On summer nights near Yucca, you'll hear creaking wagon wheels—
Horses clanging madly, amid screams and lonesome squeals.
It thunders, pounds, then vanishes to thin air some folks say,
Still searching for that lost gold that lies untouched to this day.
The stage to Needles was hauling two-hundred thousand gold,
Come west from Beale Springs, Arizona, in those days of old.
Eighteen eighty was the year of that last and fateful ride,
When Joe Desredo robbed the stage and took the gold to hide.
It was in the month of June, Joe and others did the deed—
Holding up John Upshaw and passengers like raccoons treed.
But the gold was too heavy, so they hid it in the ground,
Before the posse rode after them and they were soon found.
They left the sheriff no choice but to shoot them man by,
Till only Joe with dying breath told how it all began.
He said the gold was buried but he did not say just where
And he whispered how that phantom stage vanished in thin air.
True, the gold and stagecoach were missing – neither could be found,
They searched for years and years it seemed, but neither was around.
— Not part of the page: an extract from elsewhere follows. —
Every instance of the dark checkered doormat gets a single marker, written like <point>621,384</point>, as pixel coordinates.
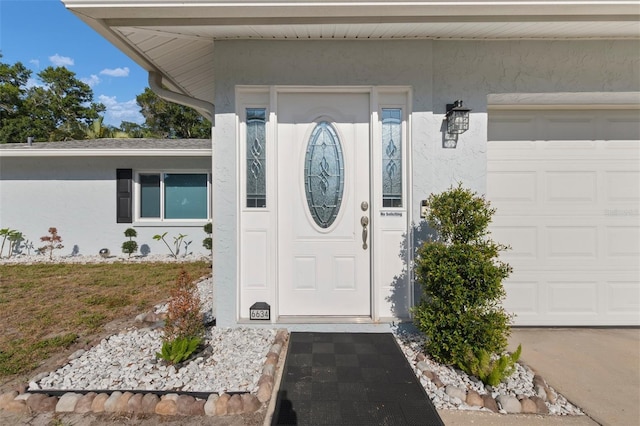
<point>350,379</point>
But then an old recluse, while out on a hunting sortie,
Found the stage and skeletons – the year was nineteen forty!
To this time they haven't found those shining ingots of gold,
Though at last the stage was found and the story is now told—
But that stagecoach and Upshaw's ghost still ride the Needles line
And bring the West alive again with things a man can't define.
On summer nights near Yucca, you'll hear creaking wagon wheels—
Horses clanging madly, amid screams and lonesome squeals.
It thunders, pounds, then vanishes to thin air some folks say,
Still searching for that lost gold that lies untouched to this day.